Hükümet ile yapılan anlaşma
27. Bugüne kadar kaç Hükümet ile kaç milyon doz aşı temin etmek konusunda anlaşmaya vardınız?
Yeni aşıyı geliştiren GSK bütün dünyada hükümetler ve sağlık yetkilileri ile temas halindedir. GSK şu ana kadar 22 Hükümet ile toplam 440 milyon doz aşı sağlamak konusunda anlaşmaya varmıştır.
28. Sağlık Bakanlığı ile yaptığınız anlaşma ile Türkiye'ye kaç doz aşı sağlayacaksınız?
Yeni aşıyı geliştiren GSK bütün dünyada hükümetler ve sağlık yetkilileri ile temas halindedir. GSK Hükümet'e toplam 25 milyon doz aşı sağlayacaktır. Türkiye'de uygulanacak aşıların büyük çoğunluğu GSK tarafından sağlanacaktır.
29. GSK'ya ait H1N1 aşısı eczanelerde satılacak mı?
Pandemi normal şartlarda planlanmayan acil bir durum olması sebebiyle, tüm üretici firmalar kaynaklarını buraya yöneltmesine rağmen, ilgili kapasite tüm dünya nüfusunu aşılamaya yetmemektedir. Bu sebeple dünya üzerinde hiçbir ülkede eczane satışı yapılamayacak olup, uygulama ve planlama ilgili sağlık otoritelerine bırakılmıştır.
30. GSK'nın Ar – Ge çalışmaları hakkında bilgi verir misiniz?
GSK insan yaşamının kalitesini yükselten, ortalama yaşam süresini uzatan, sağlık sorunlarına ve hastalıklara karşı etkin tedaviler sunan yenilikçi ilaçlar üretmektedir. Bir araştırmacı ilaç firması olarak cirosunun önemli bir kısmını yeni ilaçlar geliştirmeye yönelik Ar – Ge yatırımlarına ayırmaktadır. Bu kapsamda Ar – Ge çalışmalarına her yıl ortalama 5 – 6 milyar dolar yatırım yapmaktadır. 100'den fazla ülkede toplam 99 bin çalışanı bulunan GSK'da yaklaşık 15 bin kişilik bir ekip Ar – Ge bölümünde görev yapmaktadır.
31. GSK'nın aşı Ar – Ge'si çalışmalarıyla ilgili bilgi verir misiniz?

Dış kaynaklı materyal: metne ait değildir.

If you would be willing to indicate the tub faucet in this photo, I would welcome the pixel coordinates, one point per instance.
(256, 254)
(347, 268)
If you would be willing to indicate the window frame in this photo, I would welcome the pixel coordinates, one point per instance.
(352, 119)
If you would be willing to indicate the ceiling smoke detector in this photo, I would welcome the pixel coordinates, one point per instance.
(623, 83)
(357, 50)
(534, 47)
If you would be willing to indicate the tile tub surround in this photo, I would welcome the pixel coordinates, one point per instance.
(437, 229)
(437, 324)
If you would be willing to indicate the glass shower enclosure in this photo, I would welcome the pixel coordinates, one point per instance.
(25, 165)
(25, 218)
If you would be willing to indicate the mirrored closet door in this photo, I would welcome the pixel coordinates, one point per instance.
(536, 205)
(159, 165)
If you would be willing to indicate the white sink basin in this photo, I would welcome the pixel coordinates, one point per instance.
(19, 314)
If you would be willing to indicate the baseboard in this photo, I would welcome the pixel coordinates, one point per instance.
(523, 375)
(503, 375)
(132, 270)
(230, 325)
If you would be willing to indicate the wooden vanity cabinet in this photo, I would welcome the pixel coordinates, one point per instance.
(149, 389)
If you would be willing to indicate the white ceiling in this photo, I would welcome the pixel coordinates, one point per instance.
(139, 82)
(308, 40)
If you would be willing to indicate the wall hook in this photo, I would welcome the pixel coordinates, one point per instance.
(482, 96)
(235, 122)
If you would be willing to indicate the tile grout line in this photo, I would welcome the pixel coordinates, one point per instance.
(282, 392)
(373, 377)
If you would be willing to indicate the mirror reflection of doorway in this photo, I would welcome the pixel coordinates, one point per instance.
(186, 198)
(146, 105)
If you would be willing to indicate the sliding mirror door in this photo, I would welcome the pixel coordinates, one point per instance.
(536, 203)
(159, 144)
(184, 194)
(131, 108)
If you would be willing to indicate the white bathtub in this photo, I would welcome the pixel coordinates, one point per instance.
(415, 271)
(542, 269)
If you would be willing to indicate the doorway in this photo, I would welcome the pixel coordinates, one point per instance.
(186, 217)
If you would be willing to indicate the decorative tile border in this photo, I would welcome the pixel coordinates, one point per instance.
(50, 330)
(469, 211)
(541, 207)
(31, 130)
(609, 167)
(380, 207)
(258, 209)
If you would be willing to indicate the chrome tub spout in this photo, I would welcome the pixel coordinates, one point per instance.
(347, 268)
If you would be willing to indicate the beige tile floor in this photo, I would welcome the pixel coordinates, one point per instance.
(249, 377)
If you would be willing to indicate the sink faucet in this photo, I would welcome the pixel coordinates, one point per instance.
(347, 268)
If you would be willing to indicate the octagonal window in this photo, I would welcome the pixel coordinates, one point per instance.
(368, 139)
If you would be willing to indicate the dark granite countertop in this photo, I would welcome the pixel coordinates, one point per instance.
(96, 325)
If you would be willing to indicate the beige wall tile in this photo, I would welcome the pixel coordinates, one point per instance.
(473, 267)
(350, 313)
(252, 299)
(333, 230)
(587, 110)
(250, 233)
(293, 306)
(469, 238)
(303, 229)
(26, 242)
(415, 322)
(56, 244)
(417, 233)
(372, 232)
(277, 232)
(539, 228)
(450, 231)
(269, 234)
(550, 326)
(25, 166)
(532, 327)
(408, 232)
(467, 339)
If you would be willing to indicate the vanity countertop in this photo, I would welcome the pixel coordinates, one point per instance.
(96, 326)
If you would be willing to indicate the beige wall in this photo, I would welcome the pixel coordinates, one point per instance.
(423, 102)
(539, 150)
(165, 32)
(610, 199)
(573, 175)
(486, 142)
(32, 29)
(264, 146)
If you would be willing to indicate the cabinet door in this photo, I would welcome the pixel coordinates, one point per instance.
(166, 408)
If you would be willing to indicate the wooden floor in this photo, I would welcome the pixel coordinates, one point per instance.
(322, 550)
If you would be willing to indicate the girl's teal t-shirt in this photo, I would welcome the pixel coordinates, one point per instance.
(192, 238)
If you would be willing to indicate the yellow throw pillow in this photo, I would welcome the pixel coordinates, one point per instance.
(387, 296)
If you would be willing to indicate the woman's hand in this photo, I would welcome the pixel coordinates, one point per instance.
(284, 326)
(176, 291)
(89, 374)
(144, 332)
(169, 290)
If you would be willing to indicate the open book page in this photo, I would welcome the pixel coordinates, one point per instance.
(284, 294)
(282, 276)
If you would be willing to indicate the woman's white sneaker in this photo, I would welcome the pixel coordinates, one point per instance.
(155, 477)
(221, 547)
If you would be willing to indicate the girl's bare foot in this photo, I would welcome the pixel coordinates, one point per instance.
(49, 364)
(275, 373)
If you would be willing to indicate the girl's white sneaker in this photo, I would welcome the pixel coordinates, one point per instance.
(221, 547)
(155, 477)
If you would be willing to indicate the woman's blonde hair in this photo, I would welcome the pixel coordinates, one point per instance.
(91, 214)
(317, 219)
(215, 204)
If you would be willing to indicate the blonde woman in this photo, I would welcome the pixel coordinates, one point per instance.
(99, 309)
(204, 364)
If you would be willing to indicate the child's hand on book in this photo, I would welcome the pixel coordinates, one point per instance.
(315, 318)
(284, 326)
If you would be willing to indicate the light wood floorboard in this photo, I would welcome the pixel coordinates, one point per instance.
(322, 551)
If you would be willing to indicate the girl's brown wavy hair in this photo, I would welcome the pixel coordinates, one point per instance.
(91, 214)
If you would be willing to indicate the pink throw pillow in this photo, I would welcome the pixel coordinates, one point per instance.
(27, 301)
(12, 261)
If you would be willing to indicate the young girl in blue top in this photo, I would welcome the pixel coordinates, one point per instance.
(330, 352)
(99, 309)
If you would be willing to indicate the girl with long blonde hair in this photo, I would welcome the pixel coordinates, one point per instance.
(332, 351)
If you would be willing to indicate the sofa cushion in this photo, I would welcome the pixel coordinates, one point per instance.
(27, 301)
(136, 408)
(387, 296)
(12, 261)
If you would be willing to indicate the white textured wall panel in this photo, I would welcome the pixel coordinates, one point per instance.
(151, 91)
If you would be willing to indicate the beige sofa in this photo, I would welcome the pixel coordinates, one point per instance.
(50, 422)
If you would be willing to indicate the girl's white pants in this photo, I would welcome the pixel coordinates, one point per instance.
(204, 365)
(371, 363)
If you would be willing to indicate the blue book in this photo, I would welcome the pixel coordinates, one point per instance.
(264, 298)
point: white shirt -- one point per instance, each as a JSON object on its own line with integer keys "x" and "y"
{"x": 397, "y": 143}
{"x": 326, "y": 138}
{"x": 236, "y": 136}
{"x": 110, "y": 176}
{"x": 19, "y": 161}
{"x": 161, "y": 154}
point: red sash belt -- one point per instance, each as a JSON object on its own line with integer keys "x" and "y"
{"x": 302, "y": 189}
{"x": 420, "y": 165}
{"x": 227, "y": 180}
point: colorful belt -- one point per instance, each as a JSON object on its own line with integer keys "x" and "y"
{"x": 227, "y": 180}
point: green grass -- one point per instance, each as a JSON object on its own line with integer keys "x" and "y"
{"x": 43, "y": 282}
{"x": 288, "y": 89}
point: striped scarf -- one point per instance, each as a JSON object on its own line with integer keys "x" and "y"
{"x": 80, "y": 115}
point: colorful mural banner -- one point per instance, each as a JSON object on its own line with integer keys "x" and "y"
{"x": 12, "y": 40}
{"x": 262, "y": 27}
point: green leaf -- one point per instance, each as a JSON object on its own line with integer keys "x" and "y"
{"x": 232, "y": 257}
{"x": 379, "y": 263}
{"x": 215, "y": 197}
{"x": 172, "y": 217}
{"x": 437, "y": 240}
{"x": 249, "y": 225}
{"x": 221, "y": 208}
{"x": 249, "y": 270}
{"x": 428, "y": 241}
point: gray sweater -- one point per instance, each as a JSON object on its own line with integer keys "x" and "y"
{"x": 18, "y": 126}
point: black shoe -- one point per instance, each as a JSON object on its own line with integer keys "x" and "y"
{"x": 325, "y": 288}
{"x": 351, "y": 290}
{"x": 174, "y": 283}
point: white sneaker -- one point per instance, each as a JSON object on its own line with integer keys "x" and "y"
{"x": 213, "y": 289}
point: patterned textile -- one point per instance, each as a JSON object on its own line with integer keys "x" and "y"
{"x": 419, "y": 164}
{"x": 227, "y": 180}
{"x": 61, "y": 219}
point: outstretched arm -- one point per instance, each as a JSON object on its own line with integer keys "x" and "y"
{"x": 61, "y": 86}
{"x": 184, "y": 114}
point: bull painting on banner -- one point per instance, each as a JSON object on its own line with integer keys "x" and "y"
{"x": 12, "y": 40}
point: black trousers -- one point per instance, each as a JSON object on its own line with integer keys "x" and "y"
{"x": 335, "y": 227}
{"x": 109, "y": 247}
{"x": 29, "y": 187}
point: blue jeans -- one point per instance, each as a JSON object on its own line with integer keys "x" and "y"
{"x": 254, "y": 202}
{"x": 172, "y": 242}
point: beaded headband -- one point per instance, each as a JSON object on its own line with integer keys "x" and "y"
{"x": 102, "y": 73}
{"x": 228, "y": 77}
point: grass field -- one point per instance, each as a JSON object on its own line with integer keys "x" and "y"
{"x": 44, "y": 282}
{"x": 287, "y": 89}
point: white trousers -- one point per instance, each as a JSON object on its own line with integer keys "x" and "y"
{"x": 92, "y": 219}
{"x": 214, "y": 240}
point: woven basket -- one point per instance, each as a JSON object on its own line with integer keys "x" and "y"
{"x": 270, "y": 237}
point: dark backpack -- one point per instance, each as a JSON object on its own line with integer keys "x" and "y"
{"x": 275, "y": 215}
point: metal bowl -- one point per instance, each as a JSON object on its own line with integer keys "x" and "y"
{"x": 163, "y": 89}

Yeni aşılar geliştirmek için yapılan yatırımlar GSK'nın yıllık Ar – Ge bütçesinde önemli bir yer tutmaktadır. 2009 Şubat ayı sonu itibarı ile dünyada üretilen aşıların dörtte birini GSK tedarik etmiştir. GSK yoksul ülkelere ve gelişmekte olan ülkelere karşı sorumluluklarını yerine getirmeye özel bir önem vermektedir. Bu kapsamda, çoğunluğu Afrika kıtasında ve çocuk olmak üzere her yıl 1 milyondan fazla ölüme yol açan sıtma hastalığına karşı etkin bir aşı geliştirmek için yoğun çalışmalar yapılmış ve hastalara sunulabilecek yenilikçi bir aşıya çok yaklaşılmıştır.
Kullandığı teknolojilerle H1N1 virüsüne karşı etkin korunma sağlayan GSK H1N1 aşısını geliştirmiştir. Avrupa Birliği (AB) Komisyonu, H1N1 virüsünün yol açtığı domuz gribine karşı araştırmacı ilaç sektörünün önde gelen firmalarından GlaxoSmithKline'ın (GSK) geliştirdiği aşıyı onaylamıştır. Bu aşıyı en etkin şekilde ihtiyaç sahibi ülkelere ulaştırmaya odaklanan GSK, Dünya Sağlık Örgütü'ne de 50 milyon doz aşı bağışlayacaktır.